How ConServ ranks the conservation of each residue.

An evolutionary rank (conservation score) k^C, ranging from 1 (for a rapidly evolving, highly variable residue) to 9 (for a slowly evolving, conserved residue), for each residue of a protein is calculated for each residue directly from the free PDB chain sequence, or a provided Fasta sequence using a new locally coded implementation of ConSurf[1, 2] running in Python.

In brief the target sequence is used to search the Uniref90 database[3] using HMMER[4] for similar sequences and the resulting matches were then accepted or rejected according to the following criteria. Firstly, we used CD-Hit[5] to reduce matches that have a >= 95% sequence id with each other to only one representative sequence. Any resulting sequences that had a <= 60% overlap with the target sequence were rejected along with any sequence that had a either a <= 35% or a >= 95% sequence id with the target. Finally any sequence that was a subset of itself elsewhere with a >= 10% overlap was rejected.

Following this selection procedure the top 300 acceptable sequences, or if there are less than 300 then all, were then aligned to the target template using mafft-linsi[6] and the per residue conservation score calculated using the rate4site program[7]. These final scores are then converted into ConSurf grades from 1–9 where residues graded 1 were the least conserved and those graded 9 were the most conserved.

References.

[1] Glaser F, Pupko T, Paz I, Bell RE, Bechor-Shental D, Martz E, et al. ConSurf: Identification of Functional Regions in Proteins by Surface-Mapping of Phylogenetic Information. Bioinformatics. 2003;19:163-4.

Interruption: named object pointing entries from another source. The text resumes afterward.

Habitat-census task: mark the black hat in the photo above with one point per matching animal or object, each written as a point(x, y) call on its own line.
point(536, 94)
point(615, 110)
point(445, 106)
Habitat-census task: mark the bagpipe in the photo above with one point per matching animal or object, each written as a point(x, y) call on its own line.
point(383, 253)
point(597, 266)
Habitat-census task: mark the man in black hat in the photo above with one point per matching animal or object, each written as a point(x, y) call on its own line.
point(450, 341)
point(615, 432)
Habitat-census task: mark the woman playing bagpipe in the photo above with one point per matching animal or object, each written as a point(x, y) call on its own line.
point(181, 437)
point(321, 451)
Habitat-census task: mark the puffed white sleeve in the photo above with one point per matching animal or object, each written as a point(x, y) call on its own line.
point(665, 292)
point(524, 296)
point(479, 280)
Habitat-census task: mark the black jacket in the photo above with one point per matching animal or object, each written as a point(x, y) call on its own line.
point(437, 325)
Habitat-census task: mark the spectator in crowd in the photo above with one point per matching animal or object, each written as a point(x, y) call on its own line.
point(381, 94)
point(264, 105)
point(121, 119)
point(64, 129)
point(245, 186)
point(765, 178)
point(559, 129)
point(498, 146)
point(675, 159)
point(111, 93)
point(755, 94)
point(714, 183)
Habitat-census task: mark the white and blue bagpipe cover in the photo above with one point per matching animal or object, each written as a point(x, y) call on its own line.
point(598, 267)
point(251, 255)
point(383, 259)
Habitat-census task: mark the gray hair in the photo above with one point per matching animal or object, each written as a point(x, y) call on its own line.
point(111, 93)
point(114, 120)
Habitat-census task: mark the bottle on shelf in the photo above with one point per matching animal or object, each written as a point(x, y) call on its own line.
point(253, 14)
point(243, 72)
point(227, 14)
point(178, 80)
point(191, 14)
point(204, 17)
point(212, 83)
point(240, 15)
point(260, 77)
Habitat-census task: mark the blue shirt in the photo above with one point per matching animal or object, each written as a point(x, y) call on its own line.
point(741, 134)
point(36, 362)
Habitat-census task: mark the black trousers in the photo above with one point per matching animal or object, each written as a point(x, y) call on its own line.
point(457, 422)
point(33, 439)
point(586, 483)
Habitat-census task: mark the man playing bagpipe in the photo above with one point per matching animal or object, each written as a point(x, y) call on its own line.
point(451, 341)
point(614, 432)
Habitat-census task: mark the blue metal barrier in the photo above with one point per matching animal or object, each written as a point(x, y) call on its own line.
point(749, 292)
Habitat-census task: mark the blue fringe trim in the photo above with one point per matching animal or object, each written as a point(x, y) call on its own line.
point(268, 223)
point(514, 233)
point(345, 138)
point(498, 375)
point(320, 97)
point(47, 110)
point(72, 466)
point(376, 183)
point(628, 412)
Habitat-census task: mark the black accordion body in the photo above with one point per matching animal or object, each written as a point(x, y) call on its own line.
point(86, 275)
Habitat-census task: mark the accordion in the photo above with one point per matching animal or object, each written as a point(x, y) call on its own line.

[2] Landau M, Mayrose I, Rosenberg Y, Glaser F, Martz E, Pupko T, et al. ConSurf 2005: the projection of evolutionary conservation scores of residues on protein structures. Nucleic Acids Res 2005;33:299-302.

[3] Wu CH, Apweiler R, Bairoch A, Natale DA, Barker WC, Boeckmann B, et al. The Universal Protein Resource (UniProt): an expanding universe of protein information. Nucleic Acids Res. 2006;34:D187-91.

[4] Johnson LS, Eddy SR, Portugaly E. Hidden Markov model speed heuristic and iterative HMM search procedure. BMC Bioinformatics. 2010;11:431.

[5] Li W, Godzik A. Cd-hit: a fast program for clustering and comparing large sets of protein or nucleotide sequences. Bioinformatics. 2006;22:1658-9.

[6] Nakamura T, Yamada KD, Tomii K, Katoh K. Parallelization of MAFFT for large-scale multiple sequence alignments. Bioinformatics. 2018;34:2490-2.

[7] Pupko T, Bell R, Mayrose I, Glaser F, Ben-Tal N. Rate4Site: An algorithmic tool for the identification of functional regions in proteins by surface mapping of evolutionary determinants within their homologues. Bioinformatics (Oxford, England). 2002;18 Suppl 1:S71-7.